Le parquet de Lorient a ordonné une enquête afin de déterminer les causes de ce décès.
Ce n'est pas l'affaire Naomi Musenga, du nom de cette jeune femme décédée à l'hôpital après avoir été raillée par une opératrice du Samu. Mais l'histoire de Patrick Pion, décédé d'un infarctus dans des conditions douteuses aux urgences de Noyal-Pontivy, dans le Morbihan, interroge. Les faits remontent à la nuit du 7 au 8 mai. Alors qu'il ressent de fortes douleurs dans la cage thoracique, ce chauffagiste de 56 ans se rend avec son épouse au Centre hospitalier du Centre-Bretagne (CHCB). Arrivé sur les lieux à 0h15, selon sa femme Fabienne, au Télégramme,il est «enregistré administrativement» à 1h02 du matin par les services de l'hôpital, affirme au Figaro la directrice de l'établissement, Carole Brision. Ce soir-là, le CHU de Noyal-Pontivy est exposé à une activité «très soutenue», note-t-elle, même si les effectifs sont «conformes» à ceux prévus habituellement.
«À l'hôpital, il se jetait par terre de douleur»

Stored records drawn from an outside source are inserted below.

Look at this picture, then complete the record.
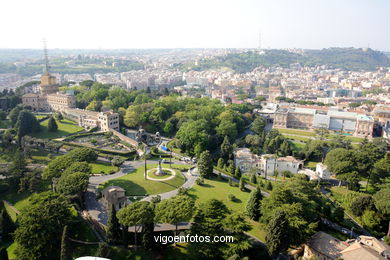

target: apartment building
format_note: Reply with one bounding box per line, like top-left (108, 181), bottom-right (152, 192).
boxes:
top-left (274, 107), bottom-right (374, 137)
top-left (234, 148), bottom-right (303, 175)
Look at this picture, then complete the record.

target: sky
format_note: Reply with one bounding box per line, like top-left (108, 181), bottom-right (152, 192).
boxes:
top-left (0, 0), bottom-right (390, 51)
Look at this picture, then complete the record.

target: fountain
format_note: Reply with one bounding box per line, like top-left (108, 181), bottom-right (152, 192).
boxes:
top-left (154, 160), bottom-right (165, 176)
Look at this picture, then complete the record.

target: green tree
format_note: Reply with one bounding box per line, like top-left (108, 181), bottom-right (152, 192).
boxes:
top-left (117, 201), bottom-right (154, 247)
top-left (279, 140), bottom-right (293, 156)
top-left (188, 199), bottom-right (230, 259)
top-left (250, 174), bottom-right (257, 184)
top-left (60, 226), bottom-right (72, 260)
top-left (55, 172), bottom-right (89, 205)
top-left (246, 187), bottom-right (263, 221)
top-left (62, 162), bottom-right (92, 175)
top-left (232, 167), bottom-right (242, 179)
top-left (251, 117), bottom-right (265, 135)
top-left (0, 247), bottom-right (9, 260)
top-left (217, 158), bottom-right (225, 169)
top-left (0, 207), bottom-right (16, 241)
top-left (106, 205), bottom-right (121, 244)
top-left (373, 188), bottom-right (390, 236)
top-left (224, 214), bottom-right (251, 259)
top-left (155, 196), bottom-right (195, 246)
top-left (332, 207), bottom-right (344, 223)
top-left (351, 195), bottom-right (375, 217)
top-left (265, 211), bottom-right (290, 256)
top-left (221, 136), bottom-right (233, 162)
top-left (47, 116), bottom-right (58, 132)
top-left (14, 192), bottom-right (72, 260)
top-left (198, 150), bottom-right (213, 178)
top-left (15, 110), bottom-right (40, 143)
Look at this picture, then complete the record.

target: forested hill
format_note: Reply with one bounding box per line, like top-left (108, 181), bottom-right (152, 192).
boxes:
top-left (182, 48), bottom-right (390, 73)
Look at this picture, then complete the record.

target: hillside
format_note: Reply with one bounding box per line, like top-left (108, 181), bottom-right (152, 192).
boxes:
top-left (180, 48), bottom-right (390, 73)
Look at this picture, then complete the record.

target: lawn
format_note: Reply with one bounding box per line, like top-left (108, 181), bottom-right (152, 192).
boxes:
top-left (90, 162), bottom-right (119, 174)
top-left (189, 178), bottom-right (266, 241)
top-left (275, 128), bottom-right (316, 136)
top-left (30, 119), bottom-right (84, 139)
top-left (0, 119), bottom-right (11, 129)
top-left (31, 149), bottom-right (51, 164)
top-left (282, 134), bottom-right (311, 142)
top-left (99, 164), bottom-right (188, 196)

Fabienne, l'épouse de Patrick Pion.
Dès son arrivée, le patient est soumis à un acte technique «qui a permis de déterminer qu'il ne présentait pas un risque d'infarctus», poursuit-elle. Mais, après plusieurs heures d'attente, l'état de Patrick Pion ne s'améliore pas. «À l'hôpital, il se jetait par terre de douleur», témoigne son épouse. Contraint de s'allonger, il subit à 3h30 un électrocardiogramme. Il est vu par le médecin à 4h20, soit près de quatre heures après son arrivée, et trois heures après son enregistrement. «Ce deuxième acte technique n'a pas davantage permis d'étayer un risque d'infarctus», assure la directrice du CHU. Pourtant, le cinquantenaire décède à 4h45.
Les résultats de l'autopsie attendus
Patrick Pion n'a «jamais été laissé sans surveillance»

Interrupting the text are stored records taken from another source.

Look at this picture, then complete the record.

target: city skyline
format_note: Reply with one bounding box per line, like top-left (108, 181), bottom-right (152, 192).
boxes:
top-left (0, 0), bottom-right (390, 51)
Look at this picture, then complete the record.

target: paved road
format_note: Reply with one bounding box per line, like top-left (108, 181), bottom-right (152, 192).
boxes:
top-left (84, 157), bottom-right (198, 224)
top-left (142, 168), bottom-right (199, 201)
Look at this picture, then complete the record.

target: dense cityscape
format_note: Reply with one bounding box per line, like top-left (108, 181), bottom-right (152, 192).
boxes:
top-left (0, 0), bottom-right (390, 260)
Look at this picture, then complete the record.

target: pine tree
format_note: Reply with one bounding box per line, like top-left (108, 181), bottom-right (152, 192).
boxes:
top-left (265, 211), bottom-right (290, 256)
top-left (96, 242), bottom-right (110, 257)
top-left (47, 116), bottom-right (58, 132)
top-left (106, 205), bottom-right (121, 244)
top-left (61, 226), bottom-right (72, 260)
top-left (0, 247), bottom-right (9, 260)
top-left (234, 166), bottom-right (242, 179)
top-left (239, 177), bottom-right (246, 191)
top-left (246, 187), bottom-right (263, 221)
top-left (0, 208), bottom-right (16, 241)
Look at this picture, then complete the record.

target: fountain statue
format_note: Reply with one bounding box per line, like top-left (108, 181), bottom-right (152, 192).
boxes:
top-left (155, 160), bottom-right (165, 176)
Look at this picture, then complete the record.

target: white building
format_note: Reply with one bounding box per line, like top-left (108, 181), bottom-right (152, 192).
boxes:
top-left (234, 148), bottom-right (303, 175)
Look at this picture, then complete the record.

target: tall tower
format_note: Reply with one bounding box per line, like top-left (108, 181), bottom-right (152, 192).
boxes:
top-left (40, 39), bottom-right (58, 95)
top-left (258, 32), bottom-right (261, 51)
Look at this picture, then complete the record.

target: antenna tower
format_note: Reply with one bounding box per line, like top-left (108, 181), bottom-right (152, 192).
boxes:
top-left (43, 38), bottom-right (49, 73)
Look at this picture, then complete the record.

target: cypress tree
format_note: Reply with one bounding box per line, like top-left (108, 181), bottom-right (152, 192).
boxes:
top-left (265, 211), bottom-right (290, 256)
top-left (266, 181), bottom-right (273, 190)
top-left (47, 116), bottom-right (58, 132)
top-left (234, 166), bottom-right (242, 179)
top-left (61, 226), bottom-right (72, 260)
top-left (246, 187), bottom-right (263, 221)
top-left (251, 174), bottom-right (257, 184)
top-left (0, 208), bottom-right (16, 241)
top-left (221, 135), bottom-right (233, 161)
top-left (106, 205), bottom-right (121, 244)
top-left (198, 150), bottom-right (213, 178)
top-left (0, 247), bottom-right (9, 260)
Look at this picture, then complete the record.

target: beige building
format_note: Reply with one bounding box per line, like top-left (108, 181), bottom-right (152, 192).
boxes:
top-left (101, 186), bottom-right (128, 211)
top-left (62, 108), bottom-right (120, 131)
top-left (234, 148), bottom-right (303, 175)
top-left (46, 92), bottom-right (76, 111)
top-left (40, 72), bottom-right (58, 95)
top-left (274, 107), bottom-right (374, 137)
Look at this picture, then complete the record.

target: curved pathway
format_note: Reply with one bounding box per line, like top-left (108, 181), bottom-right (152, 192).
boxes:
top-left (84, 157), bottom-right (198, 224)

Carole Brision, directrice du CHU de Noyal-Pontivy
L'hôpital du Centre-Bretagne a demandé au procureur de la République de faire procéder à une autopsie, réalisée quelques jours après le décès. Les résultats, qui n'ont pas encore été communiqués, devraient permettre d'en savoir plus sur les causes de la mort de Patrick Pion. Au CHU, une enquête interne a été diligentée, comme le veut la procédure habituelle. «Cette enquête n'a pas permis d'établir une prise en charge défectueuse ni la responsabilité de l'établissement», indique Carole Brision, qui certifie que l'homme n'a «jamais été laissé sans surveillance». «Depuis la médiatisation de cette affaire, on a eu des appels de patients présents cette nuit-là et qui ont souhaité apporter leur soutien à nos personnels, et dire qu'ils étaient bien en capacité de répondre aux sollicitations des uns et des autres», ajoute-t-elle. Dans les prochains jours, une revue de mortalité et de morbidité - une réunion de l'ensemble des professionnels présents lors du décès - doit être organisée.

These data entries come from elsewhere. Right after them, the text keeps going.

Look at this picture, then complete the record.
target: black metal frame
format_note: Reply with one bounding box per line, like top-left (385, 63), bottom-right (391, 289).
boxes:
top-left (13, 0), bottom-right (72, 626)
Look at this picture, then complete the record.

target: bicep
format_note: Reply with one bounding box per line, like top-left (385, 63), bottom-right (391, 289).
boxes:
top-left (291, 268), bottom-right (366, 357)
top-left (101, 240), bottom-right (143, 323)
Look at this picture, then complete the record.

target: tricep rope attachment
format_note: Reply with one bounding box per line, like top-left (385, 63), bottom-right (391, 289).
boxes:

Cette analyse collective doit permettre de reconstituer l'évènement de manière précise et pourrait déterminer s'il y a eu un souci dans la prise en charge du cinquantenaire.
Quant à l'épouse du défunt, elle a porté plainte contre l'hôpital. «On part en procès pour que cela ne reste pas impuni», a-t-elle confié auTélégramme. De son côté, le parquet de Lorient a ordonné une enquête pour déterminer les causes de la mort de cet homme. «On compatit à la peine de son épouse et de ses enfants», a tenu à préciser la directrice du CHU qui souhaite «agir en toute transparence». Et d'ajouter: «On comprend que la douleur de cette femme soit insupportable et que, par cet acte d'enquête, cela puisse lui permettre de comprendre».